During that day's travel, we enjoyed some more beautiful scenery, as well as wildlife sightings of caribou and buffalo.
Now, we've seen herds of buffalo in our national parks, but this was the first time we'd seen a herd grazing alongside a highway outside of a national park.
At Watson Lake, where we bought gasoline for Harvey, I bought some bread and tomatoes at a little store next to the gas station. Then we stopped for some pictures at the Sign Post Forest before logging more miles on the Alaska Highway.
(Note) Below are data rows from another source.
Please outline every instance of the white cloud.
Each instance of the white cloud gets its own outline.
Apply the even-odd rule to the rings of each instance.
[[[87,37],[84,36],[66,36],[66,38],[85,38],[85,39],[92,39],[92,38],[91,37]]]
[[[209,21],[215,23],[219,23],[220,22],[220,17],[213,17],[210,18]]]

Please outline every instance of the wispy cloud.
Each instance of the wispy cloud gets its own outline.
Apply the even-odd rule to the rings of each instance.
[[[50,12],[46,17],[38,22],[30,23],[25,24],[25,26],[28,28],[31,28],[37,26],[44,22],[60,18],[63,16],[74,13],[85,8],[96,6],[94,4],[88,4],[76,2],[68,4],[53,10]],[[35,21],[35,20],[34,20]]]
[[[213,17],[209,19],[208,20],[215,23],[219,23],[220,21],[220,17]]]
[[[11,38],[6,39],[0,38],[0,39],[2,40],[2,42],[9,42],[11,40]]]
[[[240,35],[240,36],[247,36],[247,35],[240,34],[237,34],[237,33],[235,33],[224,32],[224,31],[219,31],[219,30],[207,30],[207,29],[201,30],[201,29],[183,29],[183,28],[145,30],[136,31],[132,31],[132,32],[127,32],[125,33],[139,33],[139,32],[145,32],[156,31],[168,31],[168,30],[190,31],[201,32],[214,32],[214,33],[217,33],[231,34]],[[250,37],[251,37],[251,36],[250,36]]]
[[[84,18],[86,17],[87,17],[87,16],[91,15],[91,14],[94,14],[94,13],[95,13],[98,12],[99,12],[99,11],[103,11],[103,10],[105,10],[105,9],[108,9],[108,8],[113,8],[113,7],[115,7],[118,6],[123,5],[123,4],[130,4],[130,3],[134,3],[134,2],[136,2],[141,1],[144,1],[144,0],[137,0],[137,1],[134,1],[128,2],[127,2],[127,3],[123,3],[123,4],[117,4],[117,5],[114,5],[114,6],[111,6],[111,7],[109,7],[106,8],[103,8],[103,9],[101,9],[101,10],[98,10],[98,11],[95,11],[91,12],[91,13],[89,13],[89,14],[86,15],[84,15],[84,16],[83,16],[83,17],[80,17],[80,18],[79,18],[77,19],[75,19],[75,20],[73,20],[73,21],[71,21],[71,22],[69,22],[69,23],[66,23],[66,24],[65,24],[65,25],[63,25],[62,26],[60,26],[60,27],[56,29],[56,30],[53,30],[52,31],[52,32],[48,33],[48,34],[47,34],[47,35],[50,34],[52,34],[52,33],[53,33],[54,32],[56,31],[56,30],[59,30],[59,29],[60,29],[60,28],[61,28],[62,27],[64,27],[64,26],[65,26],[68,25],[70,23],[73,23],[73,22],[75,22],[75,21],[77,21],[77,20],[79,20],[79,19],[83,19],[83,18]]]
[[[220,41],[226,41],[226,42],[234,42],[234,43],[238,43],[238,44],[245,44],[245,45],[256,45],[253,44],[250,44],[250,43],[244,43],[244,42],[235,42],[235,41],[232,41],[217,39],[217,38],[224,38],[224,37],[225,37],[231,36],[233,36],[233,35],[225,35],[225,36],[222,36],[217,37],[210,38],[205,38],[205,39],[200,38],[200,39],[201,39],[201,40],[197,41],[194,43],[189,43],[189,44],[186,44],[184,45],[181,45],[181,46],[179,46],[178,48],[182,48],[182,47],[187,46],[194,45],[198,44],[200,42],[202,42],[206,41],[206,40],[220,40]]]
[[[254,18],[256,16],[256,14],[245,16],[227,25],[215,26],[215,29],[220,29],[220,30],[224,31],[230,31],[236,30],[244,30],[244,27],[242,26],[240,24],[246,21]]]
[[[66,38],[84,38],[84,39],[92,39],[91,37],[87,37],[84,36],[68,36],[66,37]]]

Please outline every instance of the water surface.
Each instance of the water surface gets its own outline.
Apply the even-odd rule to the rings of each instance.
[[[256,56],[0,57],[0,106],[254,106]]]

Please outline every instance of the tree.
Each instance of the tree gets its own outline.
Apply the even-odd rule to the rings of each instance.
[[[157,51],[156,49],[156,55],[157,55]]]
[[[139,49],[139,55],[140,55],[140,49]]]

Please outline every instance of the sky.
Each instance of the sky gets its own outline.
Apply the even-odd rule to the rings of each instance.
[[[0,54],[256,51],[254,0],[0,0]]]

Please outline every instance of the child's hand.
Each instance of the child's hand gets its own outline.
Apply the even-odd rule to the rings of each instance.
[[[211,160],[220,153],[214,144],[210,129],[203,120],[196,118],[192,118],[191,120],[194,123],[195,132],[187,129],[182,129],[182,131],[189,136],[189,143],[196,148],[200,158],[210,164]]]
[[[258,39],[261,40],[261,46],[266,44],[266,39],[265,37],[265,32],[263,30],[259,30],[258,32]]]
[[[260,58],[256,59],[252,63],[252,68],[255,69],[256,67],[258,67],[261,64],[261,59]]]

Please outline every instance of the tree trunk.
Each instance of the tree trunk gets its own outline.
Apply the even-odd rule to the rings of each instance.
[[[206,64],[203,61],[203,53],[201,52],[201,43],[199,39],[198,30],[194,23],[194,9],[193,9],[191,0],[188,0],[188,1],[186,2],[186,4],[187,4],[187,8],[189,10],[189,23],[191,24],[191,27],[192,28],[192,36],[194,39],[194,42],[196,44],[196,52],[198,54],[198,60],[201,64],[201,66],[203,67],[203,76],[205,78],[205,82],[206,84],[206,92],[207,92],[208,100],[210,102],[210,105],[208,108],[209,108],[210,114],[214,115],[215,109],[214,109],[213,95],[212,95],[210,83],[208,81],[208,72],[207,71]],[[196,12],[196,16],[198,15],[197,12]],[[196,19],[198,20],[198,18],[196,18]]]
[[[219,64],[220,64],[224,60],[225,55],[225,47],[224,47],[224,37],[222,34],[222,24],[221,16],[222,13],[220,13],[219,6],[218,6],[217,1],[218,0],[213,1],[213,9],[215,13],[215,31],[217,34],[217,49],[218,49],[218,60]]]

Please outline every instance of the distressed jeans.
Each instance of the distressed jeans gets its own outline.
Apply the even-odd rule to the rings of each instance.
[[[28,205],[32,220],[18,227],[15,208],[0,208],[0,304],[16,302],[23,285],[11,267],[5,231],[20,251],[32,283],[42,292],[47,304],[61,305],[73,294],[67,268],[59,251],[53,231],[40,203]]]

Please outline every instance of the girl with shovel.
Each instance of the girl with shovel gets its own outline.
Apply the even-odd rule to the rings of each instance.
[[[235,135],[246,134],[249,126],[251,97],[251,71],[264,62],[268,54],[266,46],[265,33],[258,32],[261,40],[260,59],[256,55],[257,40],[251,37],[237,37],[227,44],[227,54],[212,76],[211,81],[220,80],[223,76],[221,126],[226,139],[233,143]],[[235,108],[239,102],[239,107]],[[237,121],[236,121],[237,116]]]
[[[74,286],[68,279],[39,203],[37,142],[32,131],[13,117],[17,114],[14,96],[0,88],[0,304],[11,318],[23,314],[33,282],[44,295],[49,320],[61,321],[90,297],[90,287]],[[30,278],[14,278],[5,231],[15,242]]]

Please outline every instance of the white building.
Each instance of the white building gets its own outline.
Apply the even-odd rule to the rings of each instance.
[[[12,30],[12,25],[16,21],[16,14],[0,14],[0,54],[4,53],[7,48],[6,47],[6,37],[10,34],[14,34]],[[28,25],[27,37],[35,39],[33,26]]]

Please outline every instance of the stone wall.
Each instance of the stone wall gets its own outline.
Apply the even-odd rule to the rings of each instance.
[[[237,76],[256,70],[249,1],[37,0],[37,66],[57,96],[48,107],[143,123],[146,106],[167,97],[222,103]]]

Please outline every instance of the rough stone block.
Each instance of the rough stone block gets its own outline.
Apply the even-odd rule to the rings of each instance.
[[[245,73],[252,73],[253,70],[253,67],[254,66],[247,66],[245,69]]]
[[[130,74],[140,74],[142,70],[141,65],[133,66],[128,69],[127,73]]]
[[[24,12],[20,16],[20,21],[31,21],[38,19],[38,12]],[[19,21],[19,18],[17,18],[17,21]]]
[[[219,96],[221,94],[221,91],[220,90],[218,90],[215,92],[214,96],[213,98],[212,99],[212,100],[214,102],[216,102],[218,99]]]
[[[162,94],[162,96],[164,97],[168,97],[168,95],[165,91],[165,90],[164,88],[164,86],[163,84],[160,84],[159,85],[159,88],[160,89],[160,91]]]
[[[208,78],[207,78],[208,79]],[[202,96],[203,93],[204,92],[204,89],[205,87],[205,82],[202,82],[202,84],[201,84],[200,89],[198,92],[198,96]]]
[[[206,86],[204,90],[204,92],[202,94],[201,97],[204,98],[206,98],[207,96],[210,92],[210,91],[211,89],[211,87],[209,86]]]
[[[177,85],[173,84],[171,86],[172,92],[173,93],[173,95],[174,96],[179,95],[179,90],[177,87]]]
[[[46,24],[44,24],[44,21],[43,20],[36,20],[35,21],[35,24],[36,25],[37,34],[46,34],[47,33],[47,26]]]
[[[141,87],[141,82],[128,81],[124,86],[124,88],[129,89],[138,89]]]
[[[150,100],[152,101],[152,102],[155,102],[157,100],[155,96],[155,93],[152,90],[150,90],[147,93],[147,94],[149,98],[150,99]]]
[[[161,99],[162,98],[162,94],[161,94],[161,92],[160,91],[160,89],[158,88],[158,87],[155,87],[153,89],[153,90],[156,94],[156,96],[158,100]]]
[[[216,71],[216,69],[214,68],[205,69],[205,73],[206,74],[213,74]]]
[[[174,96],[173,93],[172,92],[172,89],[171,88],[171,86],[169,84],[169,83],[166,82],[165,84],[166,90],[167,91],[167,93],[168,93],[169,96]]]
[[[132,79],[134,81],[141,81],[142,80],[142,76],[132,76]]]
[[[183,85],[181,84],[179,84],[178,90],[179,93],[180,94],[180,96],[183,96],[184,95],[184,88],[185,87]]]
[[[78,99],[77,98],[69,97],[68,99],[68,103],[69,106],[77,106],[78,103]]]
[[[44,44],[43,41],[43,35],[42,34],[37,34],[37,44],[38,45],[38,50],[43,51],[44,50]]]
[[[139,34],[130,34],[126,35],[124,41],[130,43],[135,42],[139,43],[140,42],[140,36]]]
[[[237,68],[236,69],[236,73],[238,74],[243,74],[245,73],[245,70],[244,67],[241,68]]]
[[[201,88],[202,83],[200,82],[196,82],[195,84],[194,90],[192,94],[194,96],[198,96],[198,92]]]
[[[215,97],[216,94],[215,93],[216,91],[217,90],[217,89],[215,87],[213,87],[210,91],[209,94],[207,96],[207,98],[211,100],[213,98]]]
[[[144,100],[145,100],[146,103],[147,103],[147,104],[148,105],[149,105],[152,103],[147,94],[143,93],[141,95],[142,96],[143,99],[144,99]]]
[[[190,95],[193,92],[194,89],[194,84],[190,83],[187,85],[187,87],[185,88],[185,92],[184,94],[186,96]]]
Sign Post Forest at Watson Lake, Yukon
The Sign Post forest was started in 1942 by a homesick U.S. Army G.I., Carl K. Lindley of Danville, Illinois, Company D, 341st Engineers. While working on the Alaska Highway, he erected a sign here pointing the way and stating the mileage to his hometown. Others followed his lead and are still doing so to this day. There are well over 10,000 signs in the forest today.
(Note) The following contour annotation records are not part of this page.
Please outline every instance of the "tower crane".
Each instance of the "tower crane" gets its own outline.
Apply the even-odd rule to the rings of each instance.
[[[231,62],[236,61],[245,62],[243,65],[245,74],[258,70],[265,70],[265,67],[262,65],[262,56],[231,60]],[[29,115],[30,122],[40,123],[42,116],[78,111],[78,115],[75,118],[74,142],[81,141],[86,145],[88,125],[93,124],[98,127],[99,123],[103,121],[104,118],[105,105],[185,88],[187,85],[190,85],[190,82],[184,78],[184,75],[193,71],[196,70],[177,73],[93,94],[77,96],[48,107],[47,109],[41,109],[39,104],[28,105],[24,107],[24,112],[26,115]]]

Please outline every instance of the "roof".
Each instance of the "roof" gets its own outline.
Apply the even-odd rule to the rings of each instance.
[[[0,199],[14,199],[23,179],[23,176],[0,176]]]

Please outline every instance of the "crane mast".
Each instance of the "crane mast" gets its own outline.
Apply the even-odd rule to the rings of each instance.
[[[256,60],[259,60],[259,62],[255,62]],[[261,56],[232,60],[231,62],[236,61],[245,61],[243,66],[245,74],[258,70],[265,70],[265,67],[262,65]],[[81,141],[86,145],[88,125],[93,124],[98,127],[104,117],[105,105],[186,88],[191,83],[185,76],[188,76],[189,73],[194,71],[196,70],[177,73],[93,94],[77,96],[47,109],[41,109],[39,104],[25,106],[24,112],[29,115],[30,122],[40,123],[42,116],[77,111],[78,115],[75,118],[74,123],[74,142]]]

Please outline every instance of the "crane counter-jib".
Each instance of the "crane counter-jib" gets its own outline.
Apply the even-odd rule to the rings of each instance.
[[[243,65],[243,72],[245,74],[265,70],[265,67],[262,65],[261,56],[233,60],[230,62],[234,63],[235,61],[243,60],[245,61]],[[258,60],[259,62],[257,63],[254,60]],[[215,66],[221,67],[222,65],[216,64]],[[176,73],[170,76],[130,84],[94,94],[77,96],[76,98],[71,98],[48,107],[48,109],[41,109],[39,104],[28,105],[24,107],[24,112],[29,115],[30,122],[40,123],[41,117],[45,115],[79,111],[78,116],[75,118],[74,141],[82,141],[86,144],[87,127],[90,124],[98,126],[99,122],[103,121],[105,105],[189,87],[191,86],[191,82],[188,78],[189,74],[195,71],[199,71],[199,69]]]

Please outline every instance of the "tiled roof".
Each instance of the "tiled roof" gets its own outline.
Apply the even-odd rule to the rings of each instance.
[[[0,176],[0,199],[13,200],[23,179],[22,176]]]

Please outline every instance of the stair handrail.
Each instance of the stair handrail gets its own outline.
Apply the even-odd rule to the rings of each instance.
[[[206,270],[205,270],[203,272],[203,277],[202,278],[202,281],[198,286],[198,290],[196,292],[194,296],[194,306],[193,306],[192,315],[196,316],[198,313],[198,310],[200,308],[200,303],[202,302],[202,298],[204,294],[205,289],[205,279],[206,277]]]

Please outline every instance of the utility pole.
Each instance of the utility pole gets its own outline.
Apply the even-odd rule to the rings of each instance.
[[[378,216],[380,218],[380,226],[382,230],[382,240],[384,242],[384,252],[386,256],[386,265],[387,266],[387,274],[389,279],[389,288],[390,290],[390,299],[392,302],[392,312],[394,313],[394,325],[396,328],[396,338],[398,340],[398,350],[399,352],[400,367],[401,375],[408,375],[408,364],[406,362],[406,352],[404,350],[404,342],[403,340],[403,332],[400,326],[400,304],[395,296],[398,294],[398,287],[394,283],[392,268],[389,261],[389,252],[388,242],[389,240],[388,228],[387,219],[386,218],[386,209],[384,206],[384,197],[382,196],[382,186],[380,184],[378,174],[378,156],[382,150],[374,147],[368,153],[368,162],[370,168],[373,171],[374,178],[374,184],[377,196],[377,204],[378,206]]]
Alaska Highway West of Watson Lake, Yukon
We stopped for the night at Continental Divide Lodge in Swift River, Yukon. They had RV sites and offered the Good Sam discount. It wasn't much on ambiance, and Doug was pretty sure that the guy who checked us in had been drinking pretty heavily. But it wasn't crowded, so it was quiet.
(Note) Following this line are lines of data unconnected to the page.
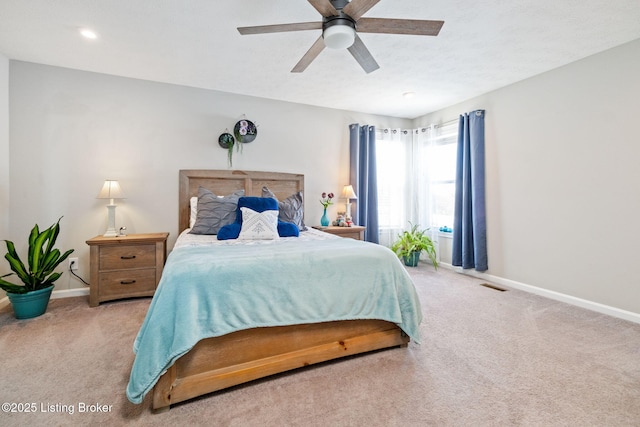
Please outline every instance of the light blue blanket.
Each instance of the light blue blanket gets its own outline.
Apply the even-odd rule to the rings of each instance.
[[[173,250],[134,343],[128,399],[142,402],[198,341],[243,329],[382,319],[419,342],[420,301],[393,252],[353,239],[292,240]]]

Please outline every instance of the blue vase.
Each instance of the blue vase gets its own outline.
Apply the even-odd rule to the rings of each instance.
[[[322,218],[320,218],[320,225],[323,227],[329,226],[329,217],[327,216],[327,208],[324,208]]]

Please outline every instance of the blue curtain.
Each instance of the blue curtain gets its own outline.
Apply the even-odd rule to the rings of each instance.
[[[353,222],[365,227],[364,239],[378,243],[378,180],[376,129],[349,125],[349,183],[358,199],[351,205]]]
[[[460,116],[452,264],[488,270],[484,183],[484,110]]]

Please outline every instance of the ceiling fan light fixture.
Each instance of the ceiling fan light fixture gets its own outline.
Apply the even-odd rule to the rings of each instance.
[[[349,25],[332,25],[322,32],[324,44],[331,49],[346,49],[356,39],[356,30]]]

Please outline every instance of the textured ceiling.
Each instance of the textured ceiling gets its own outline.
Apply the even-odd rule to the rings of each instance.
[[[293,74],[319,30],[241,36],[236,27],[319,21],[304,0],[0,0],[0,53],[414,118],[640,38],[639,0],[381,0],[365,16],[445,24],[437,37],[361,34],[380,64],[371,74],[331,49]],[[99,38],[83,39],[80,27]]]

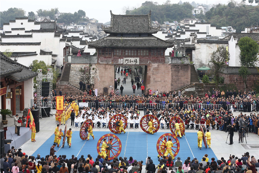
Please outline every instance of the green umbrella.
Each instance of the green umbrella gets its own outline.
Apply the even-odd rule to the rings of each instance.
[[[203,66],[197,69],[198,70],[210,70],[210,69],[206,66]]]

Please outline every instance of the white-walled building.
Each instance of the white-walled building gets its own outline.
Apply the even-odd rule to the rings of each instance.
[[[203,14],[206,13],[206,7],[201,5],[199,5],[192,10],[192,14],[200,14],[201,13]]]
[[[66,39],[62,38],[64,31],[55,22],[16,18],[3,24],[0,51],[15,53],[16,57],[11,58],[27,67],[37,59],[59,68],[63,65],[65,48]]]

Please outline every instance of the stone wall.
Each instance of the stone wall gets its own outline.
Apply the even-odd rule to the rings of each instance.
[[[165,57],[165,63],[166,64],[190,64],[190,57]]]
[[[71,85],[79,88],[80,79],[88,76],[90,83],[94,89],[98,89],[100,94],[103,93],[104,87],[114,85],[114,66],[111,64],[71,63],[69,82]],[[109,88],[109,92],[111,88]]]
[[[221,76],[225,78],[224,82],[226,84],[233,84],[236,86],[238,89],[242,92],[245,90],[245,84],[243,78],[238,74],[222,74]],[[254,89],[256,82],[259,79],[259,75],[251,74],[247,75],[246,91]]]
[[[145,88],[152,91],[177,89],[190,84],[190,65],[152,64],[147,66]]]
[[[191,83],[191,67],[189,65],[171,65],[171,89],[176,90]]]

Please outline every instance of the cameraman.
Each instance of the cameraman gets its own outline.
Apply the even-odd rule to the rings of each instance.
[[[239,130],[238,130],[238,136],[239,136],[239,138],[238,139],[238,143],[240,143],[240,140],[241,140],[241,142],[243,142],[243,132],[245,127],[241,126],[239,127]]]
[[[232,145],[233,144],[233,137],[234,136],[234,132],[235,130],[234,124],[231,126],[231,127],[229,127],[229,144],[228,145]]]

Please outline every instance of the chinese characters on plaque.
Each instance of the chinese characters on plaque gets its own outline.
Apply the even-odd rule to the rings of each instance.
[[[138,65],[139,64],[139,58],[123,58],[123,64]]]

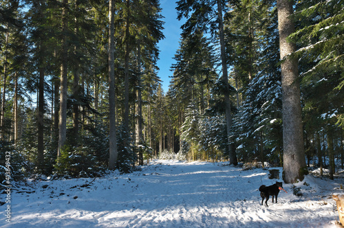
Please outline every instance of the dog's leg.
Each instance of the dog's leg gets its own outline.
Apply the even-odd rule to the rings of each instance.
[[[268,201],[269,200],[269,195],[266,196],[266,201],[265,201],[265,204],[266,205],[266,207],[268,207],[269,205],[268,205]]]

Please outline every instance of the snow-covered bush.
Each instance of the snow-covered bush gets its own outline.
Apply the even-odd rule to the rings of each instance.
[[[187,154],[181,151],[175,154],[173,152],[164,150],[162,153],[160,153],[159,159],[162,160],[185,161],[187,159]]]

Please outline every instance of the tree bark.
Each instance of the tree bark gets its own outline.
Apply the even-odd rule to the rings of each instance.
[[[117,139],[116,135],[116,98],[115,98],[115,25],[114,0],[109,1],[109,169],[117,166]]]
[[[78,8],[77,2],[75,2],[75,10]],[[74,32],[75,36],[76,37],[78,36],[78,21],[75,18],[75,28]],[[76,45],[74,47],[74,54],[77,55],[77,47]],[[73,96],[74,98],[74,102],[73,102],[73,135],[74,135],[74,146],[77,146],[78,144],[78,137],[79,137],[79,100],[80,100],[80,89],[79,89],[79,80],[80,80],[80,75],[79,75],[79,67],[77,67],[76,69],[74,70],[74,80],[73,81]]]
[[[5,60],[3,63],[3,87],[2,91],[2,100],[1,100],[1,113],[0,116],[0,139],[3,140],[5,129],[4,122],[5,122],[5,104],[6,102],[6,79],[7,79],[7,47],[8,44],[8,32],[6,32],[6,43],[5,43]]]
[[[57,157],[61,155],[62,149],[65,146],[67,135],[67,58],[68,51],[67,45],[67,5],[68,0],[63,0],[62,11],[62,38],[61,67],[61,94],[60,94],[60,117],[58,122],[58,146]]]
[[[283,179],[286,183],[303,180],[306,172],[302,132],[300,86],[297,80],[297,59],[289,56],[296,50],[287,37],[294,32],[292,1],[277,0],[279,47],[282,78]]]
[[[39,170],[42,170],[44,163],[44,68],[39,69],[39,115],[37,163]]]
[[[18,119],[18,75],[17,73],[14,73],[14,145],[17,146],[18,139],[19,138],[18,133],[18,127],[19,125],[19,121]]]
[[[127,0],[127,10],[128,10],[126,19],[125,25],[125,113],[124,113],[124,124],[125,130],[128,133],[129,130],[129,16],[130,16],[130,7],[129,0]]]
[[[136,88],[136,144],[139,146],[142,143],[142,84],[141,84],[141,46],[138,45],[138,87]],[[142,150],[138,150],[138,162],[140,166],[143,166],[143,155]]]
[[[227,141],[228,144],[229,161],[230,164],[237,165],[237,159],[235,148],[233,140],[230,138],[230,128],[232,127],[232,113],[230,111],[230,100],[229,99],[228,73],[227,71],[227,62],[226,60],[226,50],[224,35],[224,22],[222,19],[222,6],[221,1],[217,0],[217,11],[219,16],[219,34],[221,47],[221,61],[222,64],[222,81],[225,86],[224,102],[226,109],[226,123],[227,126]]]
I fixed hamburgers, sweet potato, and green beans for supper while Doug worked on the hookups and re-sticking the small mirror that attaches to the outside mirror on the driver's side. It had fallen off the day before.
We had noticed, as we drove through some of these remote parts of Canada, that creative uses were found for old railroad cars. There was at least one motel made out of them. Here at the Continental Divide Lodge, I used the campground's bathroom facilities and, as I was exiting the building, noticed a sign on the door that said, "Keep door closed while train is in motion."